Nests are built at varying heights in the branches of many different tree species. A single whitish brown speckled egg is laid in a simple sticky cup nest. The single chick is in the nest for approximately 1 month prior to fledging. During this time it is fed both small vertebrates, such as geckos, and insects. After leaving the nest the juvenile remains in the core breeding territory where it is fed by the female for 2–2.5 additional months. During this time it follows the female making loud begging calls.

The mao makes loud whistling and mewing calls, most often prior to dawn and around dusk. A breeding pair also engage in complex duets.

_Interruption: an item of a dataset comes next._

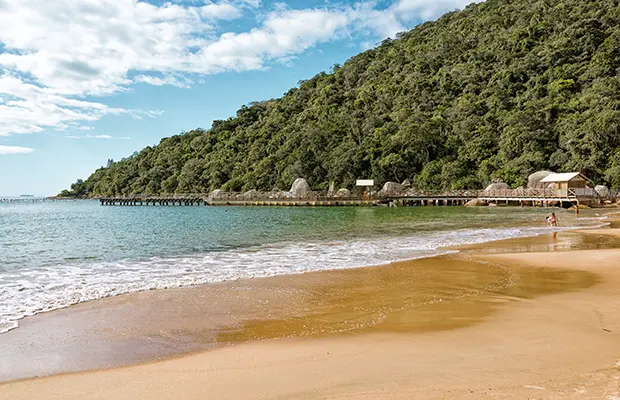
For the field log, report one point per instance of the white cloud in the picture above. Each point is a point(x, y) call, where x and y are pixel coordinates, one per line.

It is found on the islands of Upolu and Savai'i and formerly occurred also on Tutuila but is now locally extinct in the latter. It normally inhabits mountain forest but has also been recorded in scrub and coastal coconut trees. The population, which numbers between 250 and 999 birds, is thought to be declining. It is threatened by destruction of the forest and the spread of introduced predators such as rats.

In December 2014, the United States Fish and Wildlife Service announced the maʻomaʻo as a candidate for ESA protection, describing the species as "a large, dusky olive-green honeyeater native to Upolu and Savaii, Independent Samoa (Samoa), and Tutuila Island, American Samoa, but now only found in small populations on the islands of Savaii and Upolu."